The Tea House on Mulberry Street by Sharon Owens Confession: I feel at times that I lack real grown-up literary appreciation skills. When I’m reading for pleasure, as long as either characters or plot are good, I’m OK with some other aspect being a little off. This book, though, made me revise my opinion of my literary evaluation skills upward a little. I read a review that said that the characters were a little wooden, the plot a little contrived, but all in all cute. I figured I’d still enjoy it, and the thought of a nice cosy Irish book was really appealing. The book follows the owners and customers of a small tea house in Belfast, with chapters devoted to different characters. The characters are highly stereotyped – the owner of the café, Penny, who really wants a baby but feels trapped by her husband, Daniel, who is neurotically stingy and doesn’t want to focus on anything but the business. There’s a starving artist, two self-righteous old ladies, and lots and lots of people looking for love and finding their current relationship not working for them. They are described in such a way that I couldn’t tell at first if the reader was supposed to like them or laugh at them, and I never did care terribly much what happened to them, though in the end, even the least sympathetic characters got happy endings. It was mildly entertaining, and I guess it did quite well in Ireland. I’ll try the new Alexander McCall Smith book, about residents of a boarding house in Scotland.

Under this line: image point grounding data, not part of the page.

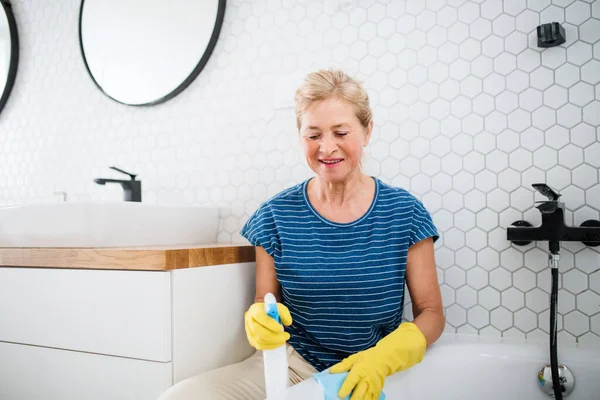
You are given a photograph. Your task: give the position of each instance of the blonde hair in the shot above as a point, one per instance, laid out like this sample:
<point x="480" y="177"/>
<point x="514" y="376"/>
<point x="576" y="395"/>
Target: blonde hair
<point x="323" y="84"/>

The Gilded Chamber: A Novel of Queen Esther by Rebecca Kohn Esther has always been a fascinating figure for me – I was always drawn to stories of women strong enough to find a place in the overwhelmingly male world of the Bible, and Esther is the only woman to have a whole book named after her. Brief plot summary: the King, having banished his previous wife, decides to annex every beautiful virgin in the kingdom, in hopes of forgetting his pain or something. Esther, a Jew, is taken and ends up being chosen as Queen, a powerful but still precarious position. Eventually, she uncovers a plot to destroy all the Jews, the King not knowing that she is one herself. I’m not sure that it’s quite as good as The Red Tent, the book to which it will inevitably be compared. It is similar in its women-centric view of a patriarchal society, and I think Kohn had a little more of a challenge working with the more structured Biblical story. It’s sometimes hard to believe that Esther can be as naïve as she claims and yet act with such political acumen. The story is really beautifully written and well worth reading.